Risk-based mammo screening misses almost 60% of cancers

2016 12 06 12 25 03 674 Breast Screening Mammo 400

A risk-based breast cancer screening protocol for women younger than 50 could miss almost 60% of detectable cancers, compared with an age-based strategy, according to a presentation given at the recent RSNA 2016 meeting in Chicago.

Although some have suggested risk-based screening protocols for women younger than 50 as a way to increase the benefits of mammography and mitigate its harms, this approach hasn't been sufficiently evaluated in practice, said presenter Dr. Elizabeth Burnside of the University of Wisconsin. Burnside and colleagues conducted a retrospective study to investigate the impact a risk-based protocol could have on women between the ages of 40 and 49, compared with an age-based screening strategy.

Dr. Elizabeth Burnside from the University of Wisconsin.Dr. Elizabeth Burnside from the University of Wisconsin.

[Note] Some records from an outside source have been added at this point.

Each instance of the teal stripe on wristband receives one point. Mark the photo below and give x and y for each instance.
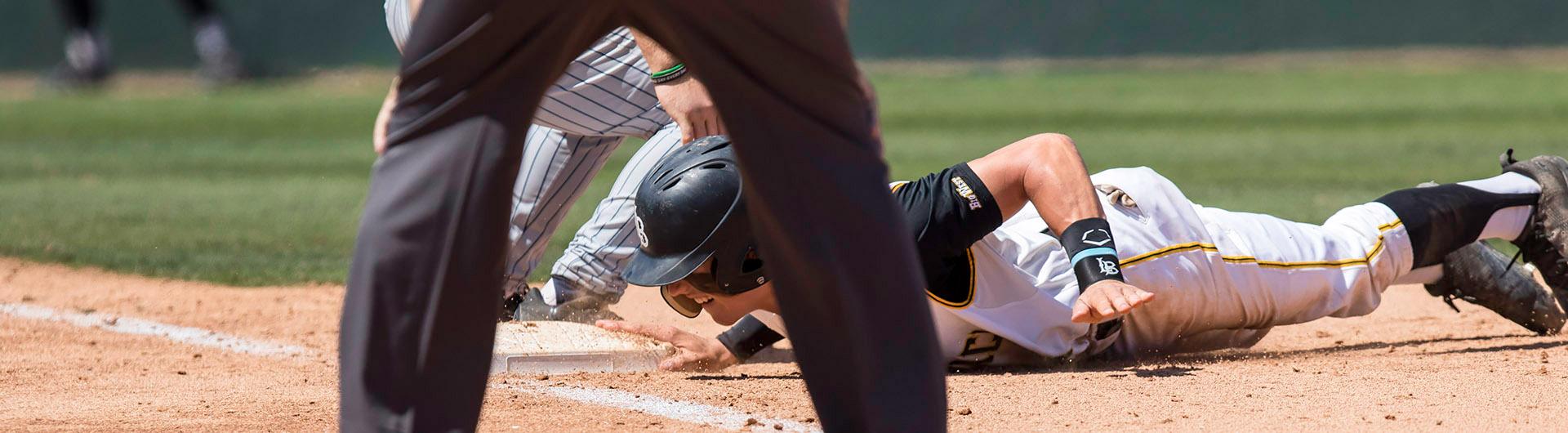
(1092, 252)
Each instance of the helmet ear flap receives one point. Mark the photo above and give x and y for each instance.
(739, 269)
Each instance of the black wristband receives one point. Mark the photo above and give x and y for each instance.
(748, 336)
(1092, 250)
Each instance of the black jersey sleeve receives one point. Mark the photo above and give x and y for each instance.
(947, 211)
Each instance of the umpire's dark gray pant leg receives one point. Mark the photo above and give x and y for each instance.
(419, 315)
(835, 240)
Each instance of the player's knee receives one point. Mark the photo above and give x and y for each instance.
(1051, 143)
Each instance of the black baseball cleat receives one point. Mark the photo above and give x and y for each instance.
(1484, 276)
(1545, 239)
(582, 308)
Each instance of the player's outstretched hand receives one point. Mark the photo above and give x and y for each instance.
(693, 354)
(1107, 300)
(690, 107)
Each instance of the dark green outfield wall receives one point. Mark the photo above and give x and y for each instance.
(292, 35)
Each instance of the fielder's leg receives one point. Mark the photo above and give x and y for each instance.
(211, 37)
(87, 54)
(845, 269)
(417, 317)
(591, 264)
(555, 172)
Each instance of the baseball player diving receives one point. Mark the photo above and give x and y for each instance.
(1032, 261)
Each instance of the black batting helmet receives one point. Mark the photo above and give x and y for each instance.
(688, 211)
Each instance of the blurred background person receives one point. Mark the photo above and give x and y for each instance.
(88, 54)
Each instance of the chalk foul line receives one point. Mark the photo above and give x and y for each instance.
(141, 327)
(686, 412)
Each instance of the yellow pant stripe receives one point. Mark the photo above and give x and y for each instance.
(1375, 250)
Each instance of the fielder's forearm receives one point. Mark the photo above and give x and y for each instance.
(659, 59)
(1046, 172)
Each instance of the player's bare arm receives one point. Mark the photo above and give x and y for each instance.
(1046, 172)
(693, 354)
(683, 96)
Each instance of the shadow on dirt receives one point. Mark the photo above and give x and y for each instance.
(1172, 366)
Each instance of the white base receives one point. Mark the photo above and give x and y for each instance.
(559, 347)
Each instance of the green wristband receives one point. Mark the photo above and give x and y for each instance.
(666, 73)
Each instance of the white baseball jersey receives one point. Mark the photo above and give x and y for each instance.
(601, 99)
(1220, 278)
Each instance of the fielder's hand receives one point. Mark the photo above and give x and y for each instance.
(1107, 300)
(690, 107)
(693, 354)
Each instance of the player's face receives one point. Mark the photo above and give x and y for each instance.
(726, 308)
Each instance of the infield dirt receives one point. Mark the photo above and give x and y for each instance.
(1413, 364)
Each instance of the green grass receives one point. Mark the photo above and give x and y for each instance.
(264, 184)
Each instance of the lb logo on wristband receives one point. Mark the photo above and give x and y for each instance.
(1107, 267)
(1097, 237)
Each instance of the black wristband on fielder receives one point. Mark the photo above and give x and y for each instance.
(1092, 250)
(748, 336)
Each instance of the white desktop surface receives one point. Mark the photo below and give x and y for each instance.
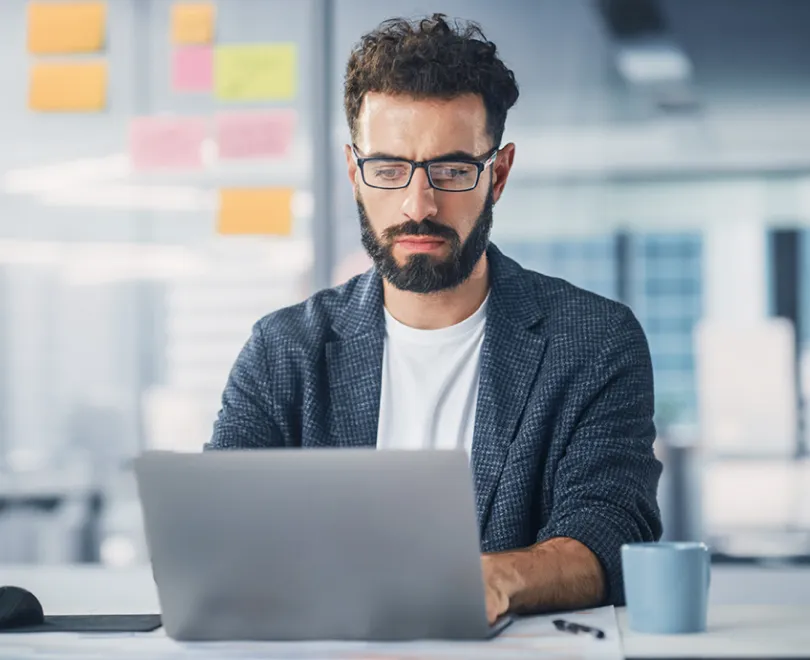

"Interest in risk-based screening has increased, especially for women between 40 and 49 and over 74, but it hasn't been tested with retrospective data," she told AuntMinnie.com. "We wanted to address that gap."

Actual vs. theoretical

In their actual clinical practice, Burnside and colleagues performed 72,200 consecutive screening mammograms on women ages 40 and older between January 2006 and December 2013. Among these, 349 cancers were identified: 257 (73.6%) were invasive and 97 (27.8%) were ductal carcinoma in situ. There were 4,816 recalls, for a recall rate of 8.2%, and 995 biopsy recommendations. The cancer detection rate was 4.58 per 1,000 women.

The researchers then took this pool of mammograms and assessed the two screening protocols, risk-based and age-based. For risk-based screening, they excluded women younger than 50 whose five-year risk was less than the average risk for a 50-year-old woman. For age-based screening, they modeled a protocol based on the American Cancer Society's guidelines, excluding all women 45 and younger. Burnside and colleagues then compared outcomes for the two approaches, tracking the number of cancers detected, the proportion of ductal carcinoma in situ (DCIS) compared to all cancers, recall rate, and the number of biopsies performed.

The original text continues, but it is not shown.